I've an array of pointer, When I'm trying this C code getting an error of segmentation fault. What I'm doing wrong here?

  char *ptr[] = {"exam","example","testexample"};
    printf("%c\n",*(*(ptr+2)+7));
    printf("%s\n",*(*(ptr+2)+7));

In output of First print statement giving the expected result

   printf("%c\n",*(*(ptr+2)+7)); 

  m

but the second one instead of giving output of

  mple

is giving

   printf("%s\n",*(*(ptr+2)+7));    Segmentation fault (core dumped)

What I'm doing wrong here?

Answer 1

The problem is the use of the expression *(*(ptr+2)+7) - it is hard to see what it does. That construct is used mostly by beginners who do not know C intimately yet.
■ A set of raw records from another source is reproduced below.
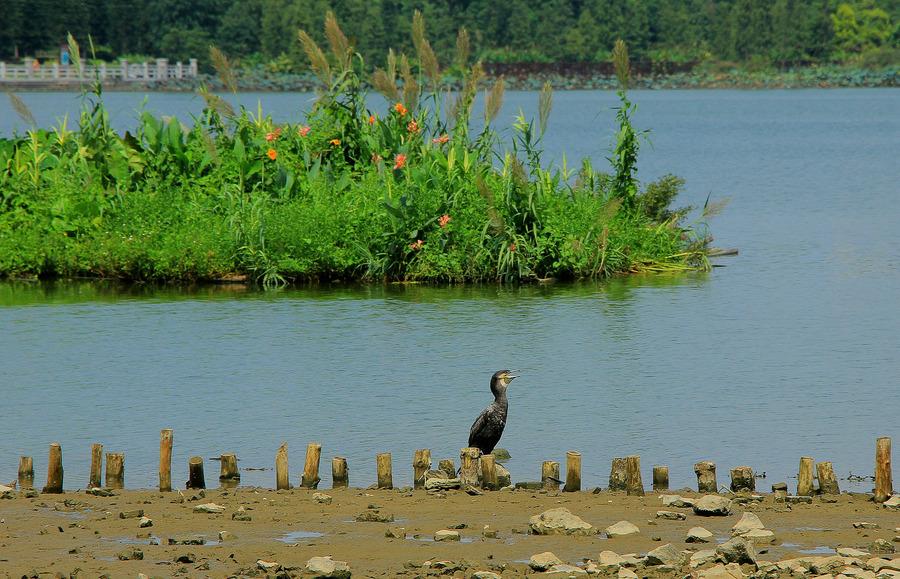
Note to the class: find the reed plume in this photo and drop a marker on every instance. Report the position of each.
(463, 48)
(223, 69)
(621, 64)
(494, 100)
(545, 105)
(427, 58)
(21, 109)
(317, 60)
(340, 46)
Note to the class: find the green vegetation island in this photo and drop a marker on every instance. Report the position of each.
(416, 191)
(673, 44)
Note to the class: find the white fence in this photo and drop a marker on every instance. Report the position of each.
(159, 71)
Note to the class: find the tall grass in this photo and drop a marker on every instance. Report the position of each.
(422, 192)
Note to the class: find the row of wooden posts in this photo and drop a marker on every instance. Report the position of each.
(475, 469)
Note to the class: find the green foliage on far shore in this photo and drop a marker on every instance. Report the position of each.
(422, 192)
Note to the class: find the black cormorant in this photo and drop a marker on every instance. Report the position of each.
(488, 427)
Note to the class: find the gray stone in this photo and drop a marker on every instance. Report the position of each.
(559, 521)
(698, 535)
(712, 506)
(322, 498)
(670, 515)
(543, 561)
(209, 508)
(446, 535)
(748, 522)
(737, 550)
(327, 568)
(622, 529)
(703, 557)
(665, 555)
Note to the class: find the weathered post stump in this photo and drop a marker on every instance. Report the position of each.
(448, 466)
(340, 476)
(573, 472)
(165, 460)
(488, 472)
(660, 478)
(310, 478)
(26, 472)
(54, 469)
(805, 477)
(421, 465)
(96, 465)
(706, 476)
(617, 475)
(385, 471)
(115, 470)
(633, 483)
(228, 469)
(884, 487)
(827, 479)
(550, 475)
(196, 480)
(282, 473)
(469, 466)
(742, 479)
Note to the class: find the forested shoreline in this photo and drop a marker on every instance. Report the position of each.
(262, 34)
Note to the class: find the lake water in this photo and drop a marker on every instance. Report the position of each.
(791, 349)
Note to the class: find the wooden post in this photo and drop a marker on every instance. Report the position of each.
(805, 477)
(421, 465)
(282, 474)
(228, 469)
(742, 479)
(573, 472)
(385, 472)
(633, 483)
(884, 487)
(339, 472)
(488, 472)
(550, 475)
(827, 481)
(310, 478)
(469, 466)
(196, 480)
(165, 460)
(660, 478)
(447, 465)
(115, 470)
(617, 475)
(96, 465)
(54, 469)
(706, 476)
(26, 472)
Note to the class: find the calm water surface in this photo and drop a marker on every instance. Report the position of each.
(790, 349)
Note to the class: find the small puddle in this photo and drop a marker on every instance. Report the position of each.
(295, 536)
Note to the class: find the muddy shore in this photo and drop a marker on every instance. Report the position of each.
(78, 533)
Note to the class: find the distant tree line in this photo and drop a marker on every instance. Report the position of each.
(767, 31)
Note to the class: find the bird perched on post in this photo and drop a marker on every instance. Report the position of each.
(488, 427)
That is why C has a syntactic sugar for it: *(*(ptr+2)+7) is exactly equivalent to ptr[2][7], which is the form you should be using.
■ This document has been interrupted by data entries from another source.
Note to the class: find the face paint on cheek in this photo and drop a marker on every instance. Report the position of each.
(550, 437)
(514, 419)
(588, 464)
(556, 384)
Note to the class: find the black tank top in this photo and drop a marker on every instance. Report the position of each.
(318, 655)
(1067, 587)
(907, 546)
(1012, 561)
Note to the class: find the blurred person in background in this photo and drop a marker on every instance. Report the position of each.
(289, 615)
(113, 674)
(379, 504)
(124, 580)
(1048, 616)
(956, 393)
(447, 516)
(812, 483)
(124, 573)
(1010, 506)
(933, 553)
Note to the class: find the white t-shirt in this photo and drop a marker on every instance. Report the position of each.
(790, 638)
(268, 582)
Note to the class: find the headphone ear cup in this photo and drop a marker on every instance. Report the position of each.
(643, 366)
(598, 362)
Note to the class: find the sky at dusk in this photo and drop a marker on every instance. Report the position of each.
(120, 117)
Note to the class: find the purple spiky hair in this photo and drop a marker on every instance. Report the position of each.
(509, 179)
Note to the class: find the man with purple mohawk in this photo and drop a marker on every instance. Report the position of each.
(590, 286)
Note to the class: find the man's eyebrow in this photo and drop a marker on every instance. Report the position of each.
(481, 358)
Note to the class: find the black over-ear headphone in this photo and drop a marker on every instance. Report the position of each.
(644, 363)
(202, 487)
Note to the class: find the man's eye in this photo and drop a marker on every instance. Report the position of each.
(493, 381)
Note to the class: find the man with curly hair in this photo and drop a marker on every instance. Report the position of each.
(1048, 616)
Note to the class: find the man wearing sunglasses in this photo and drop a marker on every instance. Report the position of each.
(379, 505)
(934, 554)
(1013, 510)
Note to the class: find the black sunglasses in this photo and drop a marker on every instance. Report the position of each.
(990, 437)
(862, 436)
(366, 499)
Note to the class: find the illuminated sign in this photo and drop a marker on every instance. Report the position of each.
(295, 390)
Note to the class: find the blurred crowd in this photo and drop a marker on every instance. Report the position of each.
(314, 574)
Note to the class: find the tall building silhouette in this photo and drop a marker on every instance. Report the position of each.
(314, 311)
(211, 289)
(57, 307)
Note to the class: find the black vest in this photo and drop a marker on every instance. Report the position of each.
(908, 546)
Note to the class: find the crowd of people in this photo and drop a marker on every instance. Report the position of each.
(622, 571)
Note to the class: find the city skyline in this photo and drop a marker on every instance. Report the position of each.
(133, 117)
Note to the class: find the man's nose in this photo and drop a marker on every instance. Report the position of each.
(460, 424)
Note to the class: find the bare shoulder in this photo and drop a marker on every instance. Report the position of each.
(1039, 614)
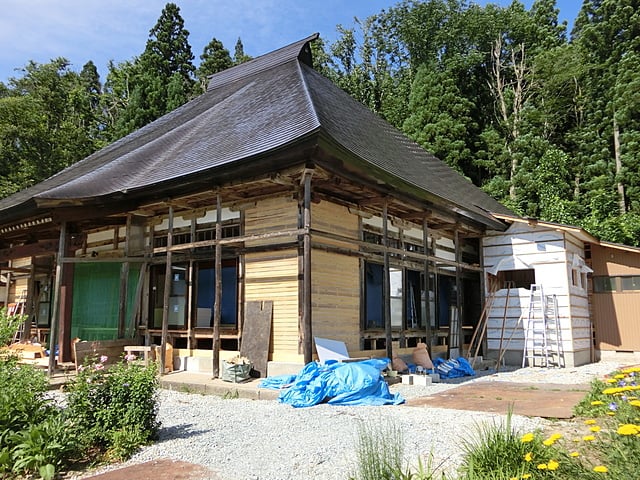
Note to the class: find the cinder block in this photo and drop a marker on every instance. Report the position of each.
(422, 380)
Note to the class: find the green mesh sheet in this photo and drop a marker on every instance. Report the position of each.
(96, 293)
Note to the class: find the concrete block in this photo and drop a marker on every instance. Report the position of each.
(283, 368)
(422, 380)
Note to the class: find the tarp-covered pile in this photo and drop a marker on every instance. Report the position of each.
(353, 383)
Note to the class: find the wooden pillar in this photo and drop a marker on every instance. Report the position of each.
(386, 282)
(55, 314)
(307, 331)
(167, 293)
(122, 305)
(458, 257)
(217, 305)
(427, 284)
(190, 279)
(30, 302)
(66, 310)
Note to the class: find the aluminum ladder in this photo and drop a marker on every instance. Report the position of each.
(542, 340)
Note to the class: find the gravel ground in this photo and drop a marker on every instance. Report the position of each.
(241, 439)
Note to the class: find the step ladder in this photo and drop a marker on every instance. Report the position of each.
(18, 308)
(542, 339)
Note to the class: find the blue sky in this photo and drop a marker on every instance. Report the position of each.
(100, 30)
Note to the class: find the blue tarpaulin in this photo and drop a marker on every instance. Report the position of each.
(452, 368)
(353, 383)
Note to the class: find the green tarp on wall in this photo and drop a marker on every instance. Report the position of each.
(96, 292)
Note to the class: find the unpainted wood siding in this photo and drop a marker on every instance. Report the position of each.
(335, 279)
(545, 251)
(615, 314)
(274, 275)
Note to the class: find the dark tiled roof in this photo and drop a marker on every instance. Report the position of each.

Now, ptr[2][7] clearly is a char, but %s expects a pointer to a char, the first character in a null-terminated string, so let's pass in a pointer to that character:

printf("%s\n", &ptr[2][7]);

Answer 2

((ptr+2)+7) is a char value

So the first statement is correct since "%c" tells printf that first parameter is a char:

printf("%c\n",*(*(ptr+2)+7));

But in the second statement , "%s" tells printf that first parameter is (char *), that is a pointer to a char. That way, when program executes

printf("%s\n",*(*(ptr+2)+7));

looks at the value of ((ptr+2)+7) ( a char value, in this case 'm' ) as if it where a char pointer. That is the reason of the segmentation fault.

So the corrected secon statement would be

printf("%s\n",*(ptr+2)+7);

Hope this helps.

Answer 3

The type of the expression

*(*(ptr+2)+7)

is char. So the first call of printf is correct.

But the second call is incorrect because the format specifier %s expects an argument of the type char *. So the value of the character obtained by the expression *(*(ptr+2)+7) that is the character 'm' (that for example in ASCII has the value 100) is interpreted as an address.

In the second call just use

*(ptr+2)+7

Here is a demonstrative program

#include <stdio.h>

int main(void) 
{
    char *ptr[] = { "exam", "example", "testexample" };

    printf( "%c\n", *( *( ptr + 2 ) + 7 ) );

    printf( "%s\n", *( ptr + 2 ) + 7 );

    return 0;
}

Its output is

m
mple

Answer 4

Your argument *(*(ptr+2)+7) evaluates to one character with the value 'm', which (on an ASCII-based platform) is the same as the number 109.

When you do

printf("%s\n",*(*(ptr+2)+7));

this is exactly the same as

printf("%s\n",'m');

It gets compiled to machine code that loads the number 109into a register and pushes that register on the stack. It doesn't tellprintfanything about _where it found_ that'm'` -- only that one raw ASCII value gets passed to the function.

printf then tries to interpret the 109 not as a character itself but as a pointer to some characters -- because that's what you asked it to do by writing %s. This, unsurprisingly, goes horribly wrong, since 109 is not the address of anything the program is allowed to access.

If you want to print the tail end of the string, you could instead write

printf("%s\n", *(ptr+2)+7 );

where you don't apply the * operator to the pointer you want to pass.